И тогда Адам налил себе ракии в четвертый раз и пополнил рубиновой кадаркой бокал Анны.
– А меня бросите? – растерянно спросила Анна. Даже при свете трех огарков было хорошо видно, каким бледным, прямо-таки белым стало ее лицо.
– Нет, – сказал Адам, – если ты доверяешь, тебя я возьму с собой.
– Доверяю, – едва слышно проговорила Анна, и на глаза ее навернулись слезы.
– Тогда поехали! – радостно засмеялся Степан. – Как говорил Пушкин: Содвинем бокалы!
Все трое выпили до дна, лихо.
– Под плов «Александр Македонский» пьем, – заметил Степан, – Александр Филиппович до самой Индии дотопал, а нам-то пройти совсем чуть-чуть, тысячи полторы верст, это на ихние европейские километры немного больше двух тысяч. К осени дома будем, говорят, у нас жизнь налаживается. Золотые червонцы выпускают.
– Дай бог, – проникновенно сказала Анна.
– Я в этой Кавале застрял случайно, – сказал Степан, – а тем более на сборе апельсинов. Считай, шесть лет прожил в Салониках, дожидаясь сыночка моего посаженного Демантиди. Ну, это длинная история, по дороге домой как-нибудь расскажу. А в Кавалу я прибыл закупить кораблик табаку, отогнать его в Варну, там сбыть и налегке, но с деньгами отплыть в Одессу – такой был план, но…

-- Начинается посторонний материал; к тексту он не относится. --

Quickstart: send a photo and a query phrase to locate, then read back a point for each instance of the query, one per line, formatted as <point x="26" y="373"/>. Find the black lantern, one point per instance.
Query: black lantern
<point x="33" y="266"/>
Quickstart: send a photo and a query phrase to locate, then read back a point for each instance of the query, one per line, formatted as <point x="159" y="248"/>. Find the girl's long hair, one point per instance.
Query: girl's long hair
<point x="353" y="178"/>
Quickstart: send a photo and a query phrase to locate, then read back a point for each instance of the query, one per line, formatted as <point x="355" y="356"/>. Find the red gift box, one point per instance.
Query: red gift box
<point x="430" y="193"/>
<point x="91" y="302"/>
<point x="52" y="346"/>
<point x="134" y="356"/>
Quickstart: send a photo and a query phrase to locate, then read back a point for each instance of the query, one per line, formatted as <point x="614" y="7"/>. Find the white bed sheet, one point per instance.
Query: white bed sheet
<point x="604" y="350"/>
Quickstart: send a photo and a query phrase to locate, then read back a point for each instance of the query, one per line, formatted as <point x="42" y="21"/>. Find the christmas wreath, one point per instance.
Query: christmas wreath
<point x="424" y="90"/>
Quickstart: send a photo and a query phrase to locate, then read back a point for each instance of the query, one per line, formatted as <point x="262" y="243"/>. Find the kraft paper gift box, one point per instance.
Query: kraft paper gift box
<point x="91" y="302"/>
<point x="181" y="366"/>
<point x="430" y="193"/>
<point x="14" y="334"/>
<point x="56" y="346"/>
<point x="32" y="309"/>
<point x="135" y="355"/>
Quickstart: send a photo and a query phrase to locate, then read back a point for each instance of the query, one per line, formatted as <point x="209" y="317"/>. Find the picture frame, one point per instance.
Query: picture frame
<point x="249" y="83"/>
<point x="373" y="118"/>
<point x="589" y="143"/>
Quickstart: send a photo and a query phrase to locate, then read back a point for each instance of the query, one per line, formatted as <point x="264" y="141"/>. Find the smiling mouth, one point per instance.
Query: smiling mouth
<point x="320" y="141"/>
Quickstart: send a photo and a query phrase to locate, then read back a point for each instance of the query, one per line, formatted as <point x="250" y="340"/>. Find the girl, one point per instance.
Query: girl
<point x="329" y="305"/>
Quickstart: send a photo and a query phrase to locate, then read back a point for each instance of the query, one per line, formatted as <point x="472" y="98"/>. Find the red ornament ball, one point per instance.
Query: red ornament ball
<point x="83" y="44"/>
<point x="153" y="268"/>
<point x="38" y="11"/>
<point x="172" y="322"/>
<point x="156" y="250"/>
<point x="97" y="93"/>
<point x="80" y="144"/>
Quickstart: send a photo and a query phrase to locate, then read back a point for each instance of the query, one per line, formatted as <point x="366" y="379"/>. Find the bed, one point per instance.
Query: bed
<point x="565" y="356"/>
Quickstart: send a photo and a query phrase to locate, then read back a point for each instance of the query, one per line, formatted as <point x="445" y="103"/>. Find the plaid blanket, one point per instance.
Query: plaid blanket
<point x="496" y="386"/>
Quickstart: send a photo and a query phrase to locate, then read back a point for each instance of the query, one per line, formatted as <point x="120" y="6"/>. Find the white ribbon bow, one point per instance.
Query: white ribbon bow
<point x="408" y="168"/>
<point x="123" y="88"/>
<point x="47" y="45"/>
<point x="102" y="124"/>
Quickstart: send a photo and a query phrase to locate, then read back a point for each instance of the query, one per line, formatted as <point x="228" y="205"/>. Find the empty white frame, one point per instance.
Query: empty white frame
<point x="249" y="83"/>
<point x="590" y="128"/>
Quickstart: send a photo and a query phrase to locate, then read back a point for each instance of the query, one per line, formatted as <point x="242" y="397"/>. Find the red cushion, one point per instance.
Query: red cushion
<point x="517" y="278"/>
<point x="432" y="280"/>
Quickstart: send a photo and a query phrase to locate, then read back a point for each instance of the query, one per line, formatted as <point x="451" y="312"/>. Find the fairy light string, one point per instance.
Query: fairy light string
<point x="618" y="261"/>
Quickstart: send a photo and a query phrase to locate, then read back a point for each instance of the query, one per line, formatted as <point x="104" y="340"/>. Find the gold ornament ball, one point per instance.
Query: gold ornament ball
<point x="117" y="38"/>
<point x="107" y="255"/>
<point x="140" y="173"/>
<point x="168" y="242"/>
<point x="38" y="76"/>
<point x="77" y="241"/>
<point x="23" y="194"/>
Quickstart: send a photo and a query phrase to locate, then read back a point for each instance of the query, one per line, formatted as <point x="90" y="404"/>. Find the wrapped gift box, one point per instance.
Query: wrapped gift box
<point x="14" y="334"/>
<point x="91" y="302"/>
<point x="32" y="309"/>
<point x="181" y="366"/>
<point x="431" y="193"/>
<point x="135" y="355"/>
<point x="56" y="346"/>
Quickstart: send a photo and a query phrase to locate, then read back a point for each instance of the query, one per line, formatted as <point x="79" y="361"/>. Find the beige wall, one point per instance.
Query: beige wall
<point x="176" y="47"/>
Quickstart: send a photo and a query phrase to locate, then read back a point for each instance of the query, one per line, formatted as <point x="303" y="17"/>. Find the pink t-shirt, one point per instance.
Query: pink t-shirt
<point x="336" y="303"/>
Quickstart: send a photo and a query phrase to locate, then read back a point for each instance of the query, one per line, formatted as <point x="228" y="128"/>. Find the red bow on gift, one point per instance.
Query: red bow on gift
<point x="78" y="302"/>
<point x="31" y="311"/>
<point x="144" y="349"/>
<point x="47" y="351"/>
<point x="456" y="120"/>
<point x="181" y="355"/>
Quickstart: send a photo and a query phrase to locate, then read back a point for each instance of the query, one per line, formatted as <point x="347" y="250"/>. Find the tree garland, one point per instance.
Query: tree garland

– А если сразу гнать табак из Кавалы в Одессу? – прерывая Степана, с неожиданным интересом спросил Адам.
– Опасно. Наши могут не отдать деньги.
– Но у тебя ведь есть знакомые греки, которые гоняли?
– Есть. Они и говорят. Я сам почти грек, – у меня вид на постоянное жительство.
– Слушай, а давай я с твоими греками переговорю еще раз, как бы от себя. Как будто я хочу гнать сам, один? В Одессе можно получить две цены?
– Можно-то можно… и не две, а даже три.
– Тогда давай, давай, – возбужденно сказал Адам. – Я продам автомобиль, продам прицеп.
– А что, они твои? – удивился Степан.